Portables, petits pas, etc.

Je pense qu'un problème important est ce concept, faux à mon avis, de la «plus-value» apportée par les TIC.


Un exemple : je n'ai absolument pas besoin des TIC pour enseigner les maths. Je m'installe au tableau, écris les formules à digérer, envoie quelques problèmes de vie aux élèves, leur donne quelques minutes pour y répondre, et on corrige le tout. C'est fini. Et on répète cette technique pédagogique au prochain cours. Dites-moi un peu : que peut m'apporter mon beau portable tout neuf là-dedans ? Ah oui : j'envoie un courriel d'encouragement aux élèves, et, si le temps me le permet, je vais faire un petit «Powerpoint» pour leur indiquer le contenu du cours , et pourquoi pas, je vais rédiger mes examens sur mon traitement de texte. Wow, la «plus-value» ! C'est plus de «troubles» que d'autres choses...

En fait, l'idée EST DE NE PLUS penser comme ça : le prof dispensateur de la connaissance, l'élève le gobeur et le recracheur de cette belle connaissance. Or SI on ne pense plus comme ça, les TIC sont indispensables : plus question d'enseigner sans un logiciel de géométrie dynamique, sans un langage de programmation, sans la construction d'animation pour illustrer les concepts, sans la création de robots, sans l'utilisation de logiciels à calculs symboliques, etc. Non pas parce que J'ENSEIGNE avec ça, mais parce que l'élève APPREND avec ça. D'un portable, on doit absolument équiper ce prof qui vit dans un autre monde, un autre paradigme. Lui, il saura l'utiliser intelligemment.

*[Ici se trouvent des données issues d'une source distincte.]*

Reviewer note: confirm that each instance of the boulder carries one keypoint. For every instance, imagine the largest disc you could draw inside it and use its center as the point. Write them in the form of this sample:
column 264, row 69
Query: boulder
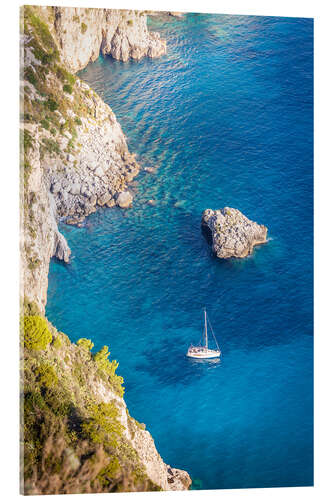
column 102, row 200
column 231, row 233
column 124, row 199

À mon avis, le gros problème avec les TIC dans la province de Québec vient de cette ex-ministre Marois qui nous a demandé il y a quelques années d'écrire des plans TIC qui justifieraient l'achat d'équipement. J'en ai écrit, un plan. Parce que je croyais bien qu'elle les lirait. Foutaise. Je suis convaincu qu'elle ne sait même pas ouvrir un ordinateur. Je suis convaincu qu'elle ne les a jamais lu : l'objectif était juste d'amener TOUT LE MONDE à un ratio de 1 ordi pour 10 élèves. Dans le centre où je travaillais, on y était déjà. La réponse de la Ministre : Rien chez vous, car vous avez déjà le ratio. J'étais furieux et le suis toujours d'ailleurs.

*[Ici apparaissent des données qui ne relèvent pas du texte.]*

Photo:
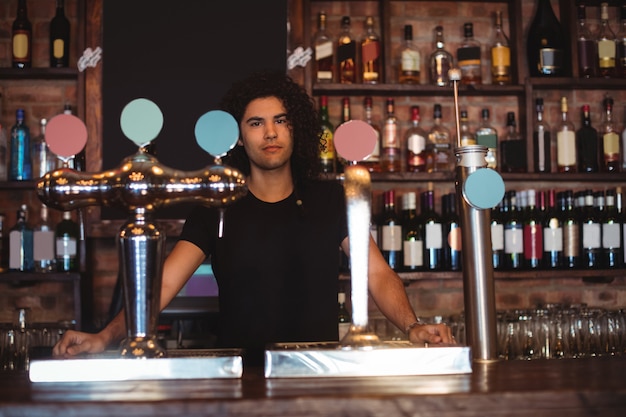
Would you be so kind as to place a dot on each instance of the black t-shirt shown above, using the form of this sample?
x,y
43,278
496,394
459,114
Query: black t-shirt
x,y
276,265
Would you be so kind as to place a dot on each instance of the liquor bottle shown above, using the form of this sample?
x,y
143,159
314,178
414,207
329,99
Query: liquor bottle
x,y
487,135
542,143
452,242
546,45
513,147
433,232
21,243
20,168
59,38
440,61
469,57
567,158
415,139
591,234
606,44
513,233
327,145
500,55
44,243
67,234
372,162
21,38
391,232
371,58
323,48
43,159
533,233
346,53
610,139
553,231
412,234
410,59
466,135
439,146
344,319
587,48
587,143
391,158
612,244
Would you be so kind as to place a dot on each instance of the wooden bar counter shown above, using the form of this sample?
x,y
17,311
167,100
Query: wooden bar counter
x,y
568,387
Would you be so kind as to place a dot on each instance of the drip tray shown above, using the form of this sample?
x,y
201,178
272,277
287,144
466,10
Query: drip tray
x,y
109,366
329,359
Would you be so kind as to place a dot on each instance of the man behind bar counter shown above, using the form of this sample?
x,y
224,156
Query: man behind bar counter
x,y
276,264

J'en ai marre de nos dirigeants incompétents qui font avant tout de la politique (on donne un «minimum» à tout le monde, donc on sera réélu) au lieu de prendre des risques intelligents : donner aux innovateurs, aux créateurs, aux penseurs qui sont dans le système pour que les changements s'installent en provenant du terrain. Donner enfin à ces gens la structure nécessaire pour qu'émerge le changement. Mais on ne comprend pas ça dans la province.

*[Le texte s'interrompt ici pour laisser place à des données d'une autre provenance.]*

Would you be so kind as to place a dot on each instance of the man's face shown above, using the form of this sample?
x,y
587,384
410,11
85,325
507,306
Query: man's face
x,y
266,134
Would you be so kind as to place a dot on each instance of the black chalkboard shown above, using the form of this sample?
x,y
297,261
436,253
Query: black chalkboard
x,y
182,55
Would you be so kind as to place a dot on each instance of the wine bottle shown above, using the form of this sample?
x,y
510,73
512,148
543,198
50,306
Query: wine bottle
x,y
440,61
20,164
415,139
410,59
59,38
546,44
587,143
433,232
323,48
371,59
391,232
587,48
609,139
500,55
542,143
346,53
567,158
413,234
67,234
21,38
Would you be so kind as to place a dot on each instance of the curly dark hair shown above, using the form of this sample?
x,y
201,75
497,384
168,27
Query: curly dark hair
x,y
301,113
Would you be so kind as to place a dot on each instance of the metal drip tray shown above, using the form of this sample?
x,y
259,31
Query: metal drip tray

Je suis donc tout à fait contre le don à tous de portables, voire d'ordinateur dans la classe. C'est évident que ça ne donne rien. Je suis pour le don d'un portable (et de tonnes de machines pour les élèves de la classe) à ceux qui ont fait le saut, ceux qui pensent autrement. Il est tout à fait ridicule de penser qu'en donnant à tous, ils feront un saut quantique. Ils ne réussiront qu'à faire des petits pas qui ne les amèneront pas bien loin.